Lean hog futures were mostly lower on spread trade, the mixed cash during the session, and bearish weekly export numbers. April, the exception, was up $.15 at $67.02 and May was down $.45 at $74.02.
Cash hogs were steady to modestly lower with moderate closing negotiated sales. Buyers continued to watch the available numbers, margins, and demand signals. China didn’t buy any U.S. pork during the week ending February 13th, but shipments were solid at 15,000 tons. The spread of coronavirus is still a big question for demand. Overall, export sales of 23,700 tons were down 17% on the week and 22% from the four-week average, with Mexico, Japan, and Canada the top three purchasers. The USDA says red meat, pork, and beef production in January were monthly records, with Cold Storage numbers out Monday afternoon.

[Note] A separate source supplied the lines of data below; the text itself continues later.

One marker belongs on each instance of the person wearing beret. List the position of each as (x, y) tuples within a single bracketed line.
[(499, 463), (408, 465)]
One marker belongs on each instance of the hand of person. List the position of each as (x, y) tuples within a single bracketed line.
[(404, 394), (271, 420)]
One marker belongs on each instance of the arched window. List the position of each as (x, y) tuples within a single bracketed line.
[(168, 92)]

Pork closed $.56 higher at $65.00. Loins, butts, picnics, and hams were firm to sharply higher. Ribs and bellies were sharply lower. The estimated hog slaughter of 467,000 head was down 14,000 on the week and 7,000 on the year.
National direct barrows and gilts closed $.08 lower at $45 to $53 with a weighted average of $49.70, while Iowa/Southern Minnesota was down $.32 at $49.28 and the Western Corn Belt was $.33 lower at $49.27. Illinois direct sows were steady at $17 to $26 with moderate to good demand for moderate offerings. Barrows and gilts were steady at $27 to $35 on moderate demand and offerings. Boars ranged from $5 to $20.
The USDA says early weaned pigs were $2 to $3 lower and all feeder pigs were $3 lower on light to moderate demand for moderate offerings. On the formula basis, prices on early weaned pigs were $40.50 to $47.49 with an average of $44.91, and on the cash basis, the range was $20 to $50 with an average of $38.60, for a weighted average of $41.71 on all early weaned pigs. Feeder pigs on the cash basis were reported at $52 to $65 with an average of $57.79.